As reported by the Wall Street Journal, a Prime Collateralized Securities label is suppose to revive a stigmatized market.
In an effort to revive the business,  backers of the business have been working together to develop a new label which issuers can attain if they meet certain levels of quality, transparency, simplicity and standardization. 
As shown with the Brown Paper Bag Challenge, a structured finance security is only transparent if it provides disclosure on an observable event basis.  Under observable event based reporting, every time there is an activity like a payment or delinquency involving the underlying collateral, this activity is reported to investors by the beginning of the next business day.

If the structured finance security does not provide observable event based reporting, the label should read "Sub-Prime Collateralized Security".
After years in the making, the new “Prime Collateralised Securities” label was launched this month. The sponsors are the European Financial Services Round Table, representing chief executives or chairmen of several European banks and insurance companies, and the Association for Financial Markets in Europe, a bank lobby group.
Prime Collateralized Securities is a sell-side effort.
A PCS secretariat will grant the new quality label to issues on the basis of the judgment of a panel made up of people from inside and outside the business. 
It won’t be until later this year that the first label is expected to be granted, and even then it won’t be clear if the rebranding will be successful. 
Particularly critical will be how financial regulators react.
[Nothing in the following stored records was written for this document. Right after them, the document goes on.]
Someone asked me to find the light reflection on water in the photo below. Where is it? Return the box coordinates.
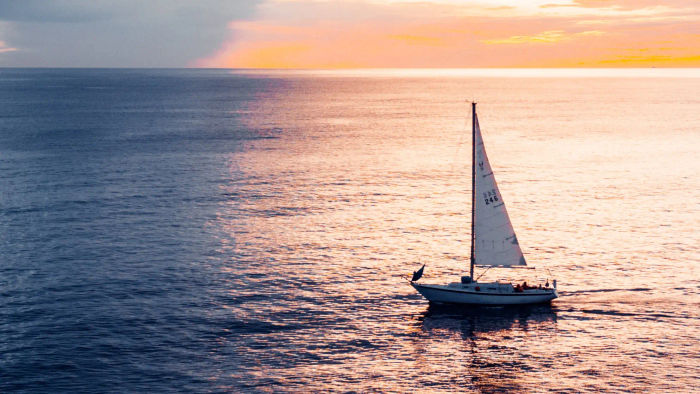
[0,70,700,392]
[212,71,700,392]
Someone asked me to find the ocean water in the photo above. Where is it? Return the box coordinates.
[0,69,700,392]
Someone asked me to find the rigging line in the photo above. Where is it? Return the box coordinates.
[475,267,491,282]
[450,100,469,173]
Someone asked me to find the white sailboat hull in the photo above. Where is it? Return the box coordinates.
[411,282,558,305]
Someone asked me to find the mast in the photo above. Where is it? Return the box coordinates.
[469,101,476,281]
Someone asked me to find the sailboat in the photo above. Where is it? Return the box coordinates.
[410,103,558,305]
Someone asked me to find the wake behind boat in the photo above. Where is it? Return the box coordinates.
[410,103,558,305]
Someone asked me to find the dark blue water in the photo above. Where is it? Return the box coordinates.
[0,69,700,392]
[0,70,278,391]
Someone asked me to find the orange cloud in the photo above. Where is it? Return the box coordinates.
[482,30,605,44]
[194,0,700,68]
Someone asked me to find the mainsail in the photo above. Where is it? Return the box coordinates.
[472,110,525,266]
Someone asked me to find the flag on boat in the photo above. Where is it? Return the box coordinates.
[411,264,425,282]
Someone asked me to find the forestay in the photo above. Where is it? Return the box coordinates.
[474,116,525,266]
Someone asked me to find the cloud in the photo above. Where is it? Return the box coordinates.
[482,30,605,44]
[0,0,259,67]
[0,41,17,53]
[194,0,700,68]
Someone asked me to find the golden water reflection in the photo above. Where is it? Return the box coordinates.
[210,76,700,392]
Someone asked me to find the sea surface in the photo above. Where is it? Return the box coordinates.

Actually, this is not that critical from an investor's point of view.  What an investor cares about is that the investor has the current information the investor needs to independently assess and value the individual structured finance securities.
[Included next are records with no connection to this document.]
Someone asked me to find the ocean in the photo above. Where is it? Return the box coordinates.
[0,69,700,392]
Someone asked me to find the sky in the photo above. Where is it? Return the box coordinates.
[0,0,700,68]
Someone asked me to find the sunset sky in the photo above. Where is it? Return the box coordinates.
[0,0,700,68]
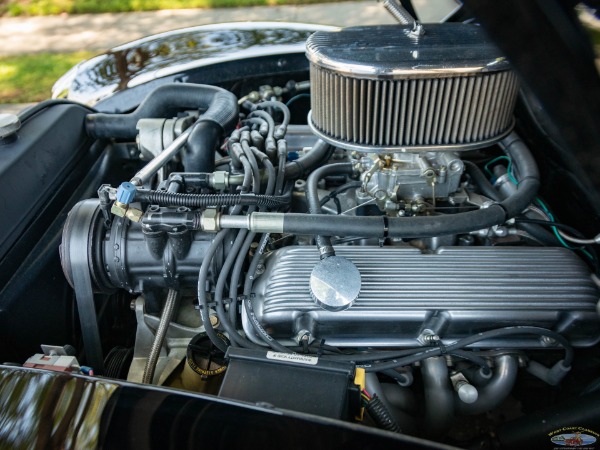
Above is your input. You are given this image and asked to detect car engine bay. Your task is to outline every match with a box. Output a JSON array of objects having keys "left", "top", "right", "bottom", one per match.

Without this information, the investor is blindly betting on the contents of a brown paper bag and most assuredly does not know what they own. 
“The Prime Collateralized Securities initiative could bolster investor confidence in European securitization, particularly if it helps securitized debt achieve more favorable treatment under capital and liquidity rules,” Fitch Ratings says. 
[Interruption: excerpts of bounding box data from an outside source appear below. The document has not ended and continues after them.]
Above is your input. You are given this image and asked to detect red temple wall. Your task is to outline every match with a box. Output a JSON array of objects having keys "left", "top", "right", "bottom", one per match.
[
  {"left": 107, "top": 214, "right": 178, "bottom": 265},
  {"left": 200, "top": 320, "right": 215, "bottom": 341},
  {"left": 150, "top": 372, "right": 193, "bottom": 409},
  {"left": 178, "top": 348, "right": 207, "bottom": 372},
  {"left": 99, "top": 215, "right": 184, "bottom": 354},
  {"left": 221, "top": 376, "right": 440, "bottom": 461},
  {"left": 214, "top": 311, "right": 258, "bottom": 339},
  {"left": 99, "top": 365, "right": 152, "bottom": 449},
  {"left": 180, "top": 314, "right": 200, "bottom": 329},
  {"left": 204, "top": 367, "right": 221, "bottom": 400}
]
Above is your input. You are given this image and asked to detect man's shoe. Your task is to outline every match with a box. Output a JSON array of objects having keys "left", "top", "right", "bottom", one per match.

The rules set by the Basel Committee on Banking Supervision on how much capital banks must hold against securities that they buy and how liquid those securities are considered to be, and the Solvency II rules that will apply to insurers, will make it much less attractive to invest in the asset class if they are implemented as currently envisaged. 
Right now, there is no preferential treatment for quality-labelled securitizations under Basel III and Solvency II.
There shouldn't be preferential capital and solvency treatment for sticking a label on a brown paper bag.

There should be preferential treatment if the structured finance security provides observable event based reporting and is the equivalent of valuing the contents of a clear plastic bag.